*Texto escrito por Isabela Rahal, mestre em desenvolvimento econômico e político pela Universidade de Columbia e atualmente é coordenadora legislativa no Congresso Nacional. É também aceleradora da Rede Legisla Brasil.

 Como alterações regimentais e atropelos afastam cada vez mais o Congresso da população e colocam em xeque a nossa democracia.

É de conhecimento geral que o Presidente Bolsonaro e seus ataques às instituições enfraquecem a nossa democracia. Nós conhecemos essa ameaça e a estamos enfrentando desde as eleições de 2018. O que não está evidente para a sociedade, no entanto, são outras ameaças, que vêm ocorrendo de maneira mais discreta, porém não menos preocupante, no âmbito do Congresso Nacional. São atropelos, desrespeitos aos procedimentos e mesmo à nossa Constituição, mas que passam despercebidos em meio à grande quantidade de notícias que a pandemia nos traz.

Em meio à sessão desta última quarta-feira (12), o Presidente da Câmara dos Deputados, Arthur Lira, comentava, de bom humor, que aquela seria a última votação de um requerimento de votação parcelada, ou seja, que permitisse a análise ponto a ponto de um projeto. Infelizmente, ele estava certo. Isso porque, nesta semana, com seu apoio, a Câmara dos Deputados aprovou uma das maiores mudanças em seu regimento interno desde a redemocratização. A alteração do regimento retirou possibilidades importantes de diálogo e convergência, e facilitou ainda mais as “tratoradas” que, hoje, já aconteciam em maior frequência por conta da pandemia e do sistema de votações remotas. Nosso regime democrático foi desenhado para que diversos setores da sociedade sejam ouvidos e representados, e as mudanças feitas colocam essa representatividade em xeque.

Apesar de mais recente, esse não é o único exemplo de atropelo. Talvez mais sérias sejam, na verdade, as alterações feitas em nossa Constituição a toque de caixa. Um exemplo é a Emenda Constitucional nº 109, que aprovou recursos para a prorrogação do Auxílio Emergencial mas também congelou salários e fez alterações permanentes. A Emenda foi aprovada em menos 72 horas, sem uma Comissão Especial para debate ou emendas. Foram bilhões de reais movimentados, milhões de brasileiros afetados – e, ainda assim, poucos tiveram acesso ao debate. O mesmo ocorre com outras proposições: Medidas Provisórias passaram a ter apenas 48 horas para emendamento. Comissões foram encerradas, ou suspensas. Antes de ser alterado, o regimento interno da casa foi ignorado, com interpretações questionáveis por parte da Presidência da Câmara.

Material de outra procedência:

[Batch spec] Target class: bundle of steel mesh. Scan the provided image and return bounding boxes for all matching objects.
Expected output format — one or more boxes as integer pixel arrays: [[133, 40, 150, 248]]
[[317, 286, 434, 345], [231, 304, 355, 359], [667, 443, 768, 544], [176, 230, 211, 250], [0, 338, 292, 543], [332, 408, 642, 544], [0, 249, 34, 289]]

É necessário reconhecer que o Congresso Nacional preencheu, em partes, um vácuo importante no combate à Covid-19. No entanto, sob a justificativa da urgência que a pandemia nos pede, o Congresso vem fragilizando processos extremamente caros à participação social e à nossa democracia como um todo. Até onde avançamos nas mudanças de regras, e até onde foi criado um precedente perigoso? Se alterar a nossa Constituição se tornou tão corriqueiro, o que impediria o Congresso de aprovar uma alteração que ameace a independência dos três poderes? Que ameace o judiciário? Que aumente a impunidade em casos de corrupção de parlamentares (como quase ocorreu há poucos meses)? O mesmo plenário remoto que possibilitou, há um ano, a aprovação acelerada do Auxílio Emergencial, também aprovará uma reforma eleitoral.

Steven Levitsky, em Como as Democracias Morrem, demonstra que democracias não são destruídas de um dia para o outro. É necessário persistência, ataques constantes e recorrentes, mas que por vezes passam imperceptíveis. E quando percebermos, nossas liberdades já nos terão sido retiradas. É essencial enxergar que os atropelos advindos do Congresso Nacional, nessa nova gestão, mais do que medidas temporárias, são um ataque à democracia. Os mecanismos de funcionamento do Congresso são os instrumentos que temos para lutar pelos nossos direitos. É fundamental reconhecer esses riscos, entendê-los, e corrigir os rumos do caminho perigoso que a nossa democracia está sendo forçada a percorrer.